Worpswede. Am 8. Mai 1945 endete der Zweite Weltkrieg in Europa. Die Welt wurde durch die vollständige Kapitulation der deutschen Wehrmacht vom nationalsozialistischen Terror befreit, die Deutschen besiegt.
Zum 80. Jahrestag dieses Ereignisses hatte das Worpsweder Bündnis „Nie wieder – Erinnern für die Zukunft – Gemeinsam gegen Rechts“ zu einer Gedenkveranstaltung auf den „Rosa-Abraham-Platz“ eingeladen. Rund sechzig Frauen und Männer waren dem Aufruf gefolgt. Der Tod von Margot Friedländer einen Tag nach der Gedenkfeier zeigt, wie wichtig diese Art von Erinnerungskultur ist.
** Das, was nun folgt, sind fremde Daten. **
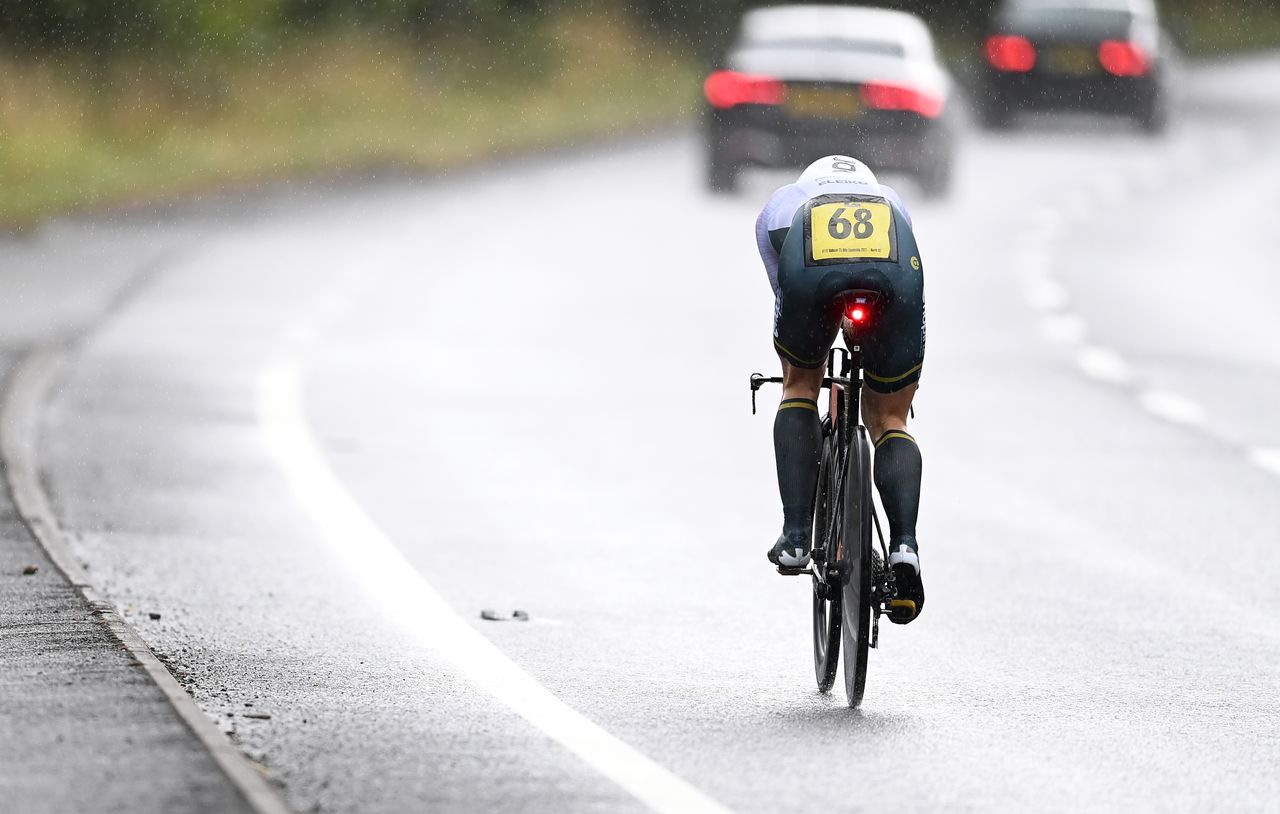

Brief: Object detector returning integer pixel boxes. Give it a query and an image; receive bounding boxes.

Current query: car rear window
[1005,8,1133,33]
[739,37,906,58]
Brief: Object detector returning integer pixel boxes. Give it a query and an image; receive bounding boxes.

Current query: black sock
[773,398,822,535]
[876,430,922,543]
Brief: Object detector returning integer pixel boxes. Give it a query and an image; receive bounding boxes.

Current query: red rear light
[986,35,1036,73]
[703,70,787,110]
[861,82,942,119]
[1098,40,1151,77]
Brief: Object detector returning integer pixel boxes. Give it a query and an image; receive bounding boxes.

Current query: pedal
[778,566,813,576]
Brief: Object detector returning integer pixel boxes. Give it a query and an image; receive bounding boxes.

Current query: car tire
[978,91,1014,131]
[707,150,741,195]
[919,159,951,200]
[1134,93,1169,136]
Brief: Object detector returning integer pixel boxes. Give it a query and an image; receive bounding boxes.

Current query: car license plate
[1046,47,1098,77]
[787,87,863,119]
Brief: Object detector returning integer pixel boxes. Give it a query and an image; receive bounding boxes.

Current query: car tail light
[703,70,787,110]
[1098,40,1149,77]
[861,82,942,119]
[986,35,1036,73]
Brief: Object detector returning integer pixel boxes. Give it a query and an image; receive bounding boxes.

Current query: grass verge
[0,17,699,227]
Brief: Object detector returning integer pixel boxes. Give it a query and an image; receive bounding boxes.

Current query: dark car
[979,0,1172,133]
[703,5,952,195]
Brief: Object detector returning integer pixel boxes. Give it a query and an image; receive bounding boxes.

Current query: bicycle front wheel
[813,433,841,692]
[838,426,874,706]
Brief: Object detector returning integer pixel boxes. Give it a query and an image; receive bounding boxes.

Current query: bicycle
[750,289,904,708]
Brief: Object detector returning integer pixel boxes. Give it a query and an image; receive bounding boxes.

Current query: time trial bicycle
[751,289,910,706]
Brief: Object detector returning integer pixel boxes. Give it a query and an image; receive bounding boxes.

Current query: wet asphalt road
[17,60,1280,811]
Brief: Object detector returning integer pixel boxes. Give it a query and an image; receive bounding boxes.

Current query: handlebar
[751,374,852,416]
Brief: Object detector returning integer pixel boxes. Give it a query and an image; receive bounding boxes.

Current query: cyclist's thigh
[773,227,840,370]
[863,224,924,393]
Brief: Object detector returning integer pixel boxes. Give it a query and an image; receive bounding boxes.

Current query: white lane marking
[1075,344,1130,384]
[1138,390,1204,426]
[1027,274,1069,311]
[1041,312,1088,344]
[257,357,728,813]
[1249,447,1280,475]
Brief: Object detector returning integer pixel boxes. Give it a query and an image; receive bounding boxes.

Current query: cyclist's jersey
[755,156,925,393]
[755,173,911,297]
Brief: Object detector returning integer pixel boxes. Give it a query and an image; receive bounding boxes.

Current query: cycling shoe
[888,539,924,625]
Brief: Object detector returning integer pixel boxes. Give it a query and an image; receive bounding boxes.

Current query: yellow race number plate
[809,201,893,262]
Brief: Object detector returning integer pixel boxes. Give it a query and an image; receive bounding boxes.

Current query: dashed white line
[1075,344,1132,384]
[1138,390,1204,426]
[257,356,728,814]
[1041,314,1088,344]
[1027,275,1069,311]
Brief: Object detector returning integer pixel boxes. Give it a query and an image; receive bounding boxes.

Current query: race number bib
[806,196,896,264]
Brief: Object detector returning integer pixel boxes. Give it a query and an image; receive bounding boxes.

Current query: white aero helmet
[796,155,879,193]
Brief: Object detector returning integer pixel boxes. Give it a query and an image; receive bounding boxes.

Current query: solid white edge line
[1249,447,1280,475]
[0,348,289,814]
[257,357,728,814]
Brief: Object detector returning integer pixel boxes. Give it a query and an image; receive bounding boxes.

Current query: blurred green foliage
[0,0,1280,59]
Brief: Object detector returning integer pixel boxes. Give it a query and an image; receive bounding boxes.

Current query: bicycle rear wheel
[813,431,841,692]
[838,426,874,706]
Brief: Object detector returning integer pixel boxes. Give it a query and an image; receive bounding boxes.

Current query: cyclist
[755,155,924,625]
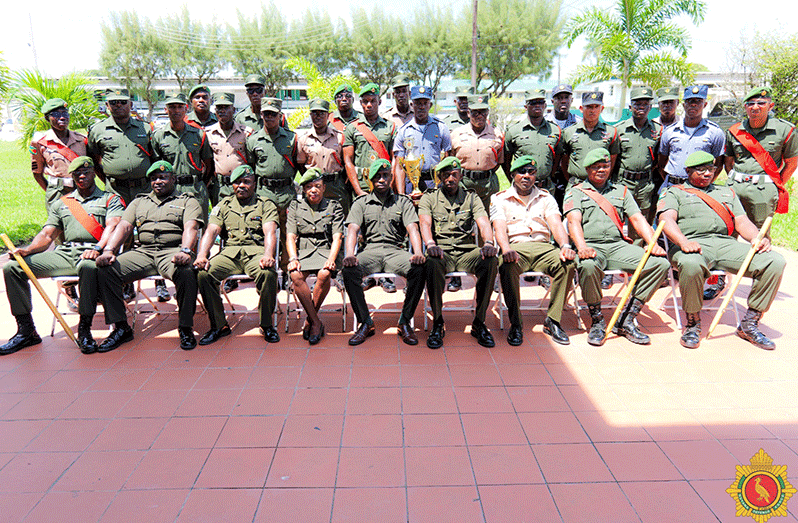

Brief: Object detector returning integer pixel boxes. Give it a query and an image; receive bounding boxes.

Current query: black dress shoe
[199,324,233,345]
[543,316,571,345]
[471,322,496,348]
[507,325,524,347]
[263,325,280,343]
[97,325,133,352]
[427,322,446,349]
[177,327,197,350]
[349,323,375,345]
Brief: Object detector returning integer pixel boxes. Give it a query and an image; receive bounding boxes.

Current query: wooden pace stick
[0,233,80,348]
[707,216,773,338]
[604,220,665,337]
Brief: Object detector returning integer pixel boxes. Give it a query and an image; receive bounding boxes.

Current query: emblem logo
[726,449,796,523]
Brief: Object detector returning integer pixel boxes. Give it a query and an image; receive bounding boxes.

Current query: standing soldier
[503,89,562,194]
[560,91,620,189]
[30,98,87,209]
[452,94,504,213]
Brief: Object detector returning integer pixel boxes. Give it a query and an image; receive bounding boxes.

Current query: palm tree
[565,0,706,106]
[8,69,103,150]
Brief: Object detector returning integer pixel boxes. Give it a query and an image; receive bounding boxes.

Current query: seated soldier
[285,167,344,345]
[657,151,785,350]
[563,149,669,345]
[0,156,125,355]
[97,160,204,352]
[343,158,432,345]
[418,156,499,349]
[194,165,280,345]
[490,155,576,346]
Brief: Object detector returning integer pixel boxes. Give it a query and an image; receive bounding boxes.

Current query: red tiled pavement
[0,251,798,523]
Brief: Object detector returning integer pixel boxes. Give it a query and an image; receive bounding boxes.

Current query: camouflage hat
[510,154,538,173]
[524,89,546,102]
[213,93,236,105]
[657,87,679,102]
[360,82,380,97]
[42,98,67,114]
[230,168,255,183]
[260,97,283,113]
[299,167,322,186]
[744,87,773,103]
[308,98,330,113]
[188,84,211,100]
[684,151,715,169]
[582,147,610,169]
[582,91,604,107]
[629,86,654,100]
[163,93,188,105]
[244,74,266,87]
[468,94,490,110]
[105,89,130,102]
[369,158,391,178]
[435,156,462,173]
[147,160,175,176]
[67,156,94,174]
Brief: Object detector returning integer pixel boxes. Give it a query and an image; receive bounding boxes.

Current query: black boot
[737,309,776,350]
[679,312,701,349]
[587,303,607,347]
[78,315,98,354]
[0,314,42,356]
[612,298,651,345]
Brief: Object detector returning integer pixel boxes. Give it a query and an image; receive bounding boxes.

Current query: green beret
[299,167,321,186]
[435,156,462,173]
[230,168,255,183]
[744,87,773,102]
[360,82,380,96]
[213,93,236,105]
[369,158,391,179]
[684,151,715,169]
[308,98,330,113]
[582,147,610,169]
[42,98,67,114]
[188,84,211,100]
[67,156,94,174]
[147,160,175,176]
[510,154,538,173]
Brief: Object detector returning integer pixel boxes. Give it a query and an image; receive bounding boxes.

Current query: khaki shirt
[205,122,253,176]
[563,180,640,243]
[296,125,344,174]
[418,186,488,252]
[346,191,418,250]
[87,116,153,180]
[122,189,205,247]
[452,123,504,171]
[44,186,125,243]
[490,185,560,243]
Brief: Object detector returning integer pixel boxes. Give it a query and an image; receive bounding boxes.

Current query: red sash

Denn mit der über alle Grenzen bekannten Holocaust-Überlebenden starb mit 103 Jahren eine der größten Mahnerinnen, die sich bis zuletzt als Zeitzeugin dafür engagiert hatte, die Erinnerung an die NS-Verbrechen wachzuhalten.
In ihrer Einladung zu der Veranstaltung hatte die Initiative geschrieben: „Mit der Aufrechterhaltung des Gedenkens zeigen wir, dass wir aus unserer Vergangenheit gelernt haben – „Brandmauern“ dürfen nicht niedergerissen, „rote Linien“ nicht überschritten und extrem rechte Parteien nicht zu „normaler Opposition“ im Bundestag bagatellisiert werden.“
Eine Stunde Null hat es nicht gegeben
Hauptthema des Abends war die sogenannte „Stunde Null“ nach Kriegsende. Dr. Bernd Moldenhauer berichtete in seinem Vortrag „Justiz und Polizei – Die Entnazifizierung als vertane Chance“ über die juristische Aufarbeitung der Nazi-Verbrechen und resümierte, dass diese absolut unvollständig geblieben sei. Nur ein sehr kleiner Teil der Verbrecher habe sich vor Gericht verantworten müssen und viele hätten ihre Haftstrafen nicht vollständig abgesessen. Eine „Stunde Null“ habe es nicht gegeben und die behauptete Entnazifizierung sei nur vordergründig gewesen. „Rassistische und antisemitische Einstellungen sind bis heute und mehr denn je in der Gesellschaft und nicht zuletzt in den Sicherheitsbehörden wie der Polizei weit verbreitet. Erinnerungskultur darf deshalb nicht dabei stehen bleiben, an die Vergangenheit zu erinnern und die vermeintliche Versöhnung mit den Opfern und ihren Nachkommen zu beschwören. Wir sind heute dafür verantwortlich, dass sich die Vergangenheit nicht wiederholt“, so Moldenhauer.
Zuvor hatten weitere Mitglieder der Initiative aus Saul Padovers Buch „Lügendetektor“ einzelne Abschnitte gelesen. Der Oberstleutnant aus der Abteilung „Psychologische Kriegsführung“ der US-Army hatte in den Jahren 1944/45 die deutsche Bevölkerung interviewt, um deren Stimmung und Lage zu verstehen. Er führte Gespräche mit Menschen aller Schichten und erstellte ein Stimmungs- und Situationsbild der Bevölkerung im Angesicht der Niederlage. Sein Buch gilt als ein authentisches Dokument aus jener Zeit, als der Krieg verloren und doch noch nicht zu Ende war.
Gedenkort geplant
Im Rahmen der Gedenkveranstaltung stellte Barbara Millies von der Arbeitsgruppe „Aufarbeitung der NS-Zeit in Worpswede“ die Idee für einen Gedenkort an die im Nationalsozialismus ermordeten Menschen aus Worpswede vor. Da Stolpersteine im Künstlerort aus praktischen Gründen nicht möglich seien, sollen nach den Vorstellungen der Initiatoren nach Absprache mit Bürgermeister Stefan Schwenke zwei Stelen aus hellgrauem Granit vor dem Rathaus als Gedenkstätte entstehen. Nach bisherigen Recherchen sind aktuell die Namen von zwanzig Personen, die in Worpswede während der NS-Zeit ermordet oder in den Tod getrieben wurden, identifiziert worden. Für die Umsetzung des geplanten Projekts wurden am 8. Mai am Ende der Versammlung Spendenbeiträge gesammelt.